Happy Birthday, Cathy.....enjoy your day!


----------



## Paige (Sep 12, 2006)

arty: arty: HAPPY BIRTHDAY!!! HOPE YOU HAVA GREAT ONEarty: arty:


----------



## Laurief (Nov 7, 2006)

HAPPY BIRTHDAY!!!!


----------



## Doggie Nut (Oct 20, 2006)

HAPPY BIRTHDAY CATHY! ENJOY YOUR SPECIAL DAY! CHEERS!


----------



## irnfit (Nov 21, 2006)

Kathy -


----------



## Havtahava (Aug 20, 2006)

Happy birthday, Cathy!


----------



## EMarie (Apr 11, 2007)

HAPPY BIRTHDAY CATHY!!!!!eace:


----------



## SMARTY (Apr 19, 2007)

Happy Bithday........


----------



## RedHeadedGator (Oct 4, 2006)

You all are sooooooo sweet! I love turning 3-9 again and again!! My mom and I joke that we've been the same age for many years' now! Just jumped on line (we're taking a few days' off and up at a friends in Central Florida - roughly 3 hours from our house), and saw the wonderful birthday wishes! Today my DH and I will hopefully be heading over to the UF College, where I'm hoping to get a picture of Zoe and Dani with a giant Florida Gator statute for the August challenge. College football starts soon !!!


----------



## Leeann (Feb 28, 2007)

Cathy what a great way to spend a birthday, time off with friends. Hope you are having a great time and look forward to those pictures.


----------



## TnTWalter (May 9, 2007)

Happy Birthday!


----------



## Rita (Jan 1, 2007)

*Happy Birthday Kathy!!!!!* :tea: *Enjoy!!!!!!!!!!*


----------



## RedHeadedGator (Oct 4, 2006)

I have to say that it is pretty peaceful up here. My only problem, though, is the bugs, spiders, snakes, fleas, and ticks!! Ewwwww!! I'm such a city girl.
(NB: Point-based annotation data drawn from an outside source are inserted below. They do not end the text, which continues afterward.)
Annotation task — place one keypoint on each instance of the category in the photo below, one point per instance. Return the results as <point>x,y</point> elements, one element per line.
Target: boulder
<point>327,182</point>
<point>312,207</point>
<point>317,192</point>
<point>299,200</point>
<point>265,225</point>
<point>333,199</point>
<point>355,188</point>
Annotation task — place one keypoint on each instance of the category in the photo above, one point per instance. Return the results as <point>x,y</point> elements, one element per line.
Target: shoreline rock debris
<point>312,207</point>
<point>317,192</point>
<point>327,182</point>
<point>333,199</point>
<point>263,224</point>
We did put Frontline on both of the girls but I am still afraid that they will end up with some ticks. My girlfriend pulled a couple off of her terrier last night and used tweasers. If they do, does anyone know how to get them out (if I find any on them)? Both of their coats are growing out and are getting pretty thick. Maybe the ticks won't make it to their skin? I just don't know 'cause I've never had this issue before ... :help:


----------



## Melissa Miller (Aug 2, 2006)

I found a tick on Stogie a couple of weeks ago. It was not stuck, it mas moving. The vet said the frontine probably kept it from sticking. 
I would keep that on them, and just check them everyday. 

I hate ticks, but they said ticks and fleas both are bad this year. 

btw, HAPPY BIRTHDAY!!!


----------



## dboudreau (Jan 12, 2007)

Happy Be-lated Birthday, Cathy


----------